If you’re a man over 40, a simple blood test can determine if you’re at risk for prostate cancer, the leading cancer in men in Alberta.
The Prostate Cancer Centre’s “Man Van” will be in Ponoka on March 14, to help men, who are typically thought of as being reluctant to see a doctor, be proactive about their health.
The Man Van will be hosted for the fifth consecutive year by the Ponoka Elks, a Man Van community partner.
The van will be parked at the Ponoka Elks Hall, located at 5901 Hwy. 2A, from 10 a.m. to 1 p.m. on March 14. No appointment is necessary.
The Elks started hosting the Man Van in 2015 after being approached by the Man Van coordinator.
“Our first time holding the van, I believe we had around 40 men checked,” said Jim Klinger, Elks chair officer.
Klinger added that a lot of the men have since come back to be rechecked and have spread the word to their friends, letting them know how simple the process is.
“Since then there have been more men coming and it has increased every year — last year we had 84.”
Klinger says the Elks decided to support the Man Van because it’s an important initiative and a good way to give support to the community of Ponoka, especially considering how prevalent prostate cancer is.
“Most men don’t want to go to a doctor to be checked,” he said.
“You don’t have to take time off work.
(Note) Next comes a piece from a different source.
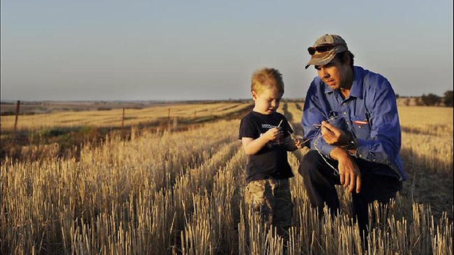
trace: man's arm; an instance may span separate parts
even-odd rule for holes
[[[312,81],[306,95],[306,101],[303,108],[301,124],[303,129],[303,140],[307,140],[306,144],[309,148],[317,150],[326,157],[330,157],[330,152],[335,146],[327,144],[321,135],[320,128],[314,124],[320,124],[327,119],[328,109],[322,103],[324,101],[316,90],[317,85]]]
[[[369,106],[370,138],[358,138],[356,156],[390,165],[394,162],[401,146],[400,124],[395,96],[390,85],[366,98]]]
It is just a simple blood test and then if the test results show that there may be a problem you are notified to see your family doctor.”
The Man Van will be offering baseline PSA (Prostate Specific Antigen) blood tests to men over the age of 40 and blood pressure, blood glucose, a stress check questionnaire and waist circumference measurements to all men over 18, according to a press release from the Prostate Cancer Centre.
Measurements for BMI, blood pressure and blood glucose can help men determine a man’s overall health status and allow health practitioners to catch, and possibly reverse, potential problems early on.
Testing for PSA can help in the early detection of prostate cancer, as the level of PSA in the blood is a factor in predicting a man’s risk of developing prostate cancer.
PSA is a protein produced by the prostate and released in small amounts to the bloodstream.
One in seven men will develop prostate cancer in their lifetime.
In Canada, men’s health is often called the “silent crisis,” says the release, as men are more likely to avoid preventative care, delay treatment or pay less attention to health information.
The Prostate Cancer Centre, a non-profit organization established in 1999, is focused on the early detection and treatment of prostate cancer and prostate-related disease.
“We support excellence in prostate cancer awareness, education, diagnosis, treatment, advocacy and research with the ultimate goal of eliminating advanced prostate cancer,” states the release.